VEGETABLE SOUP WITH GLUTEN FREE TURKEY BALLS
INGREDIENTS:
1 Package of Vegetable Stock, low sodium or regular
1 Package of Poblano Chicken Bone Broth, low sodium or regular.
1 Lb Ground Turkey
4 Carrots, peeled and diced
4 Celery, peeled and diced
1-1/2 Onion, red or white, peeled and diced
2/3 Head of Cauliflower, cut into bite pieces
2 C Frozen Peas
3 C Kale, chopped
Salt/Pepper to taste
2 Tbs Paprika + 1 Tbs for Turkey balls
2-3 Tbs De Provence or Italian seasoning +1 Tbs for Turkey Balls
2-3 Tbs Minced Onion + 1 Tbs for Turkey Balls
2 Tbs Garlic Powder + 1Tbs for Turkey Balls
1 Egg, yolk only
DIRECTIONS:
Add vegetable stock and poblano chicken bone broth to 4Q pot.

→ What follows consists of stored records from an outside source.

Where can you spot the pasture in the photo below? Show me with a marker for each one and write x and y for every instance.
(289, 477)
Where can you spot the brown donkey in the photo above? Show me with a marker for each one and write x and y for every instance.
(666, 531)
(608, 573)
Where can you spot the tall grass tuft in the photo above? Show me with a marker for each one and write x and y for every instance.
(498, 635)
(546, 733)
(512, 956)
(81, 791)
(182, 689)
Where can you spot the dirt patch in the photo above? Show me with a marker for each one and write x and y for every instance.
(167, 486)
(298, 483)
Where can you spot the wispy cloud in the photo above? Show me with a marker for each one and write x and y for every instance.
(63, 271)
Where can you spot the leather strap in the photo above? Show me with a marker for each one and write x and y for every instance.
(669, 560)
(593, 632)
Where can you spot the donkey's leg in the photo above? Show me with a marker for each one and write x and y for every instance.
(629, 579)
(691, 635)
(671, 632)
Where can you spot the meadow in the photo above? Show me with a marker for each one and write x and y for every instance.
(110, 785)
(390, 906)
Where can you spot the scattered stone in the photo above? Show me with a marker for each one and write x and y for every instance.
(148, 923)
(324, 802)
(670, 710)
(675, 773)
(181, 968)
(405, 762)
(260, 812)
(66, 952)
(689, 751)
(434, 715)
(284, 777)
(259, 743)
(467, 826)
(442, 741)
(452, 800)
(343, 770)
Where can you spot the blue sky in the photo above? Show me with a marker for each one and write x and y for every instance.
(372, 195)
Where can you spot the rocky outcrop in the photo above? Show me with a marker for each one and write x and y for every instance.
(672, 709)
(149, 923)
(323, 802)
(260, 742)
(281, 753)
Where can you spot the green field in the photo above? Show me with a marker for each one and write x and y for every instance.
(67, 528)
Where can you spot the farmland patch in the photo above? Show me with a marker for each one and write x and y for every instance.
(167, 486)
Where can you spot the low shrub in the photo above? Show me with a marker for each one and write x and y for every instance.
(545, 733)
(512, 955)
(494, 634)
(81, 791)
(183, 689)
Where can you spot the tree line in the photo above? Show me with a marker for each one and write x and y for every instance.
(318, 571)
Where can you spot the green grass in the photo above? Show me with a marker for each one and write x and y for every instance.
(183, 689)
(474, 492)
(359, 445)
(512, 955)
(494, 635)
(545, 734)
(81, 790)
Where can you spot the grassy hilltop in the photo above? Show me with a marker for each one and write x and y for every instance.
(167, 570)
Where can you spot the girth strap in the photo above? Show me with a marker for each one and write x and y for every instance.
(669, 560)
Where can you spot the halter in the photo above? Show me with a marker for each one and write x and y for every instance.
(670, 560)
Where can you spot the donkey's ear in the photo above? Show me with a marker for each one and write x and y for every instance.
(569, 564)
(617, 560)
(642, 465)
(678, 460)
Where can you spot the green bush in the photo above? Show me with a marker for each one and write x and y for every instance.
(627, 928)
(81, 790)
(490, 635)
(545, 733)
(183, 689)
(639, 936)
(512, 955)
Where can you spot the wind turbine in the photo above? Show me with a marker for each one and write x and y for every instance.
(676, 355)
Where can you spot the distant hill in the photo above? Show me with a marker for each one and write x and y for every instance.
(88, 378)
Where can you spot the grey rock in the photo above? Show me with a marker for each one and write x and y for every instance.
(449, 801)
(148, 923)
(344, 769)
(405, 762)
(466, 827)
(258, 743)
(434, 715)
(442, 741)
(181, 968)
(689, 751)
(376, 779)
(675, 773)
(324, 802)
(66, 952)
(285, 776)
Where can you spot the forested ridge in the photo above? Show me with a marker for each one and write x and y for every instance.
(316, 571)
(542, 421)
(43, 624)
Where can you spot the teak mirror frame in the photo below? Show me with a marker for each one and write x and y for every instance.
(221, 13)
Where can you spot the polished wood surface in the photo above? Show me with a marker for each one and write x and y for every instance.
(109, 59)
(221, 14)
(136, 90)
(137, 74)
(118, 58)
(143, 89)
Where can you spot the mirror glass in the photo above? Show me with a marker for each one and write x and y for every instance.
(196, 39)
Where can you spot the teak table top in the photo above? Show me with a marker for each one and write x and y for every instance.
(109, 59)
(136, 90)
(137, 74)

Simmer for 15 minutes with a lid on. Add carrots, celery and onions, simmer for 15 minutes. Add cauliflower and simmer for 10 min.
Meanwhile, make turkey balls. Mix ground turkey with an egg yolk. Add 1 Tbs of salt, pepper, De Provence seasoning, minced onion and garlic powder. Mix well. Start making balls in a size of a 2 Tbs.
Add balls to the simmering broth. Simmer for 15 minutes. Add kale, simmer for 5 minutes.
Turn off the pot. Ready to be served. ENJOY!
NOTE: I only use Organic broth, produce and meat.